Mittwoch, 22. November 2017

Was vom Tage übrig blieb - Kazuo Ishiguro - Reflexion eines Lebens


Wie beginnt man eine Reise, wenn man nie gelernt hat zu reisen? Mit Tipps? Mit einer Reisebegleitung? Der 56-Jährige  Stevens versucht es mit einem Buch. Sein neuer Dienstherr Farraday legt ihm ans Herz endlich einmal zu verreisen. Dazu überlässt er ihm sein Auto und übernimmt die Benzinkosten. Für den Butler ist es jedoch eine Reise in seine Vergangenheit. So weit er auch kommt, schwelgt er immer wieder in Erinnerungen an früher. Wer war er? Und was machte ihn als Butler aus? Was ist überhaupt ein perfekter Butler? Zudem berichtet er immer wieder über die Zeit bei seinem alten Dienstherren Darlington, der eine große Persönlichkeit war und viel Einfluss im 2. Weltkrieg hatte.

Kazuo Ishiguro hat 2017 den Nobelpreis erhalten. Den meistdotierten und bedeutendsten Buchpreis weltweit. Mag sein, dass er mit diesem Buch nicht die größte Geschichte erzählt hat. Er hat aber unter Beweis gestellt, dass man mit einer guten Sprache und Schreibfertigkeit nicht den Stoff einer großen Geschichte benötigt, um einen Leser zu fesseln.

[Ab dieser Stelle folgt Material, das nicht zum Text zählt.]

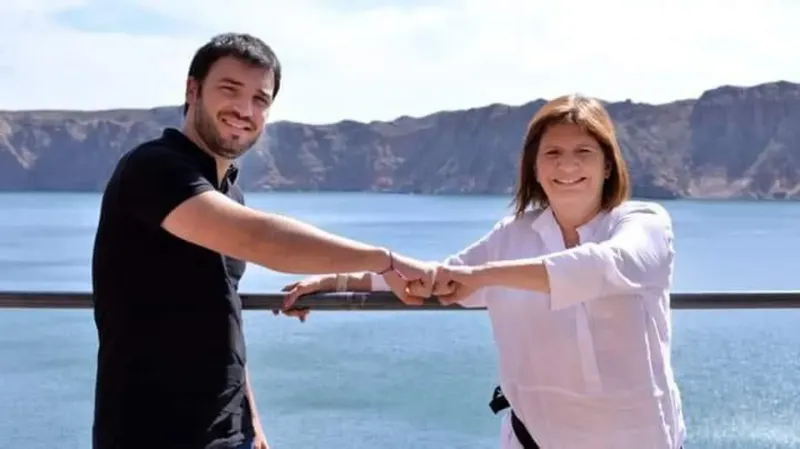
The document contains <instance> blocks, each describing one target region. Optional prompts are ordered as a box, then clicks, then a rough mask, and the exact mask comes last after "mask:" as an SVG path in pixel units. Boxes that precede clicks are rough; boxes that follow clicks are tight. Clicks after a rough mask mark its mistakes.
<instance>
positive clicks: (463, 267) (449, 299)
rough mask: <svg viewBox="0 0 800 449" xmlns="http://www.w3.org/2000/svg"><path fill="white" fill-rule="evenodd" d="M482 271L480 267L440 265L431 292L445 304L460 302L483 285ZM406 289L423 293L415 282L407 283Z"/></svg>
mask: <svg viewBox="0 0 800 449" xmlns="http://www.w3.org/2000/svg"><path fill="white" fill-rule="evenodd" d="M483 273H484V272H483V268H482V267H474V266H462V265H440V266H438V267H437V269H436V276H435V277H434V283H433V293H432V294H433V295H434V296H436V297H437V298H438V299H439V302H440V303H442V304H445V305H447V304H453V303H457V302H460V301H462V300H463V299H465V298H466V297H468V296H469V295H471V294H473V293H474V292H475V291H477V290H478V289H480V288H482V287H484V286H485V285H484V283H485V279H484V276H483ZM406 289H407V291H408V293H409V294H411V295H417V296H419V295H422V294H423V293H424V289H423V287H422V286H421V285H420V284H418V283H416V282H411V283H409V284H408V285H407V287H406Z"/></svg>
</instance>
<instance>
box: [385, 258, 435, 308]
mask: <svg viewBox="0 0 800 449" xmlns="http://www.w3.org/2000/svg"><path fill="white" fill-rule="evenodd" d="M390 263H391V264H392V267H391V268H390V269H389V270H388V271H386V272H385V273H383V279H384V280H385V281H386V283H387V284H388V285H389V287H390V288H391V289H392V292H394V294H395V295H397V297H398V298H400V300H401V301H403V302H404V303H405V304H406V305H412V306H419V305H422V303H423V302H424V301H425V298H429V297H430V296H431V293H432V292H433V277H434V275H435V274H436V264H435V263H431V262H422V261H419V260H415V259H412V258H410V257H405V256H401V255H399V254H394V253H392V254H391V261H390ZM412 284H413V285H416V288H415V289H414V291H413V292H411V291H410V290H409V288H408V287H409V285H412Z"/></svg>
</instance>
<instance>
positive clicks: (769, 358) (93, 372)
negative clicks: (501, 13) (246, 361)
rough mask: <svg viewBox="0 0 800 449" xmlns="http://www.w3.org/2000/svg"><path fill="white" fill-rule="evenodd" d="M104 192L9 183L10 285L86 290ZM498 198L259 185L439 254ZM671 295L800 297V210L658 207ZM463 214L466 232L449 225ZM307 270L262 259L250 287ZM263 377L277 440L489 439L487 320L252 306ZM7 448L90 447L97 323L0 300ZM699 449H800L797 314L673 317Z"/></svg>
mask: <svg viewBox="0 0 800 449" xmlns="http://www.w3.org/2000/svg"><path fill="white" fill-rule="evenodd" d="M99 200H100V197H99V195H96V194H67V193H37V194H20V193H15V194H0V290H36V291H89V288H90V259H91V246H92V239H93V237H94V229H95V226H96V222H97V214H98V206H99ZM507 203H508V199H507V198H505V197H496V196H420V195H388V194H358V193H353V194H349V193H348V194H336V193H324V194H287V193H281V194H277V193H260V194H252V193H251V194H249V195H248V204H249V205H251V206H253V207H256V208H259V209H263V210H268V211H274V212H279V213H284V214H287V215H291V216H293V217H295V218H300V219H303V220H307V221H309V222H311V223H313V224H315V225H318V226H321V227H323V228H324V229H326V230H329V231H333V232H336V233H339V234H342V235H345V236H348V237H352V238H356V239H359V240H362V241H367V242H370V243H375V244H380V245H384V246H388V247H391V248H394V249H396V250H398V251H401V252H403V253H406V254H408V255H411V256H414V257H418V258H422V259H429V260H430V259H442V258H444V257H445V256H447V255H449V254H451V253H453V252H456V251H458V250H459V249H461V248H463V247H465V246H466V245H468V244H469V243H471V242H472V241H474V240H475V239H477V238H478V237H480V236H481V235H483V234H484V233H485V232H487V231H488V230H489V229H490V228H491V226H492V225H493V224H494V223H495V222H496V221H497V220H498V219H499V218H500V217H501V216H503V215H504V214H506V213H507V212H508V209H507V207H506V206H507ZM662 204H663V205H664V206H665V207H667V209H668V210H669V211H670V213H671V214H672V216H673V220H674V223H675V230H676V249H677V254H678V255H677V261H676V274H675V290H676V291H678V292H686V291H739V290H800V276H798V275H797V271H798V270H797V268H796V267H797V264H798V263H797V262H798V255H799V254H800V203H782V202H727V203H726V202H697V201H667V202H662ZM453 224H457V226H455V227H454V226H453ZM293 279H295V277H294V276H287V275H281V274H277V273H273V272H270V271H269V270H266V269H263V268H260V267H256V266H252V265H251V266H250V267H249V268H248V273H247V274H246V275H245V278H244V279H243V281H242V287H241V289H242V291H243V292H275V291H277V290H279V289H280V288H281V287H282V286H283V285H284V284H286V283H288V282H289V281H291V280H293ZM245 321H246V336H247V339H248V348H249V358H250V373H251V376H252V377H253V383H254V387H255V389H256V396H257V400H258V404H259V408H260V412H261V414H262V421H263V422H264V426H265V430H266V432H267V436H268V438H269V440H270V443H271V446H272V447H273V449H280V448H292V447H347V448H352V449H368V448H369V449H372V448H375V447H376V446H380V447H382V448H384V449H395V448H397V449H400V448H403V449H405V448H407V447H409V446H413V447H414V448H418V449H419V448H425V449H428V448H430V449H441V448H445V447H447V448H465V449H466V448H486V449H489V448H494V447H496V442H497V430H498V425H499V419H498V418H497V417H496V416H494V415H492V413H491V412H490V411H489V409H488V407H487V401H488V399H489V397H490V394H491V389H492V388H493V386H494V385H495V382H496V377H495V355H494V350H493V346H492V340H491V334H490V330H489V323H488V320H487V317H486V316H485V314H484V313H482V312H479V311H470V312H437V313H429V312H394V313H389V312H361V313H359V312H317V313H312V315H311V316H310V318H309V321H308V322H307V323H304V324H301V323H299V322H297V321H293V320H289V319H286V318H283V317H274V316H272V314H270V313H263V312H246V313H245ZM0 329H2V332H0V375H2V380H1V381H0V398H2V400H0V447H2V448H6V447H8V448H16V447H19V448H23V447H24V448H26V449H45V448H47V449H50V448H53V447H58V448H60V449H78V448H87V447H89V443H90V429H91V414H92V400H93V381H94V374H95V361H94V357H95V351H96V344H97V342H96V334H95V329H94V324H93V322H92V316H91V312H90V311H88V310H72V311H58V310H0ZM674 329H675V346H674V355H675V363H676V371H677V373H678V376H679V382H680V386H681V389H682V394H683V398H684V406H685V412H686V419H687V425H688V432H689V440H688V442H687V444H686V449H767V448H770V449H771V448H781V449H783V448H800V382H798V379H800V375H799V374H800V366H799V365H800V311H793V310H792V311H786V310H751V311H676V312H674Z"/></svg>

Die Bildhaftigkeit in der Sprache und die filigrane Beschreibung der Figuren sind so speziell angefertigt worden, dass man sich jede Figur hautnah vorstellen kann. Man gewinnt eine Nähe zu der Geschichte, weil die Sprache und Artikulation der Figuren zu einer wahrhaftigen Melodie werden. Der Ich-Erzähler ist ein Butler in jeder Faser seines Körpers. Man merkt ihm an, wie wichtig ihm seine Arbeit, und alles was sich um seine Arbeit spielt, ist. Jedes Detail, welches aus der Norm springt, interessiert ihn nicht, weil er seinen Blick nur auf das Wesentliche fokussiert. Selten hat man so eine Hingabe für einen Job in der Literatur zu lesen bekommen. Ein raffinierter Schachzug, der ideenlosen Gesellschaft von heute zu zeigen, was in der alltäglichen Arbeitswelt tatsächlich von Bedeutung ist.

Durch die Erzählung des Ich-Erzählers, der auch erwähnt, dass gewisse Dinge auch anders abgelaufen sein könnten, sie lange zurückliegen und seine Erinnerungen ihn auch täuschen könnten, gewinnt man viel Sympathie zu der starken Persönlichkeit des Erzählers. Außerdem erhält der Leser einen Blick auf eine Liebesgeschichte des Ich-Erzählers, die der Erzähler selbst nie begriffen hat. Diese Raffinesse in der Erzählung zeichnet den großen Meister Ishiguro aus.


Was auf der Strecke bleibt, ist das Reiseerlebnis. Die Figur ist so sehr von der Vergangenheit ergriffen und gefesselt, dass sie die Dinge, die sich vor ihren Augen bilden und eröffnen nur vage und peripher wahrnimmt. Hier wäre eine Beschäftigung mit der Gegenwart interessant gewesen. Jedoch lässt diese Lücke im Text keinen allzu großen Raum für eine Diskussion, dass der vorliegende Roman ein wahres Meisterstück ist.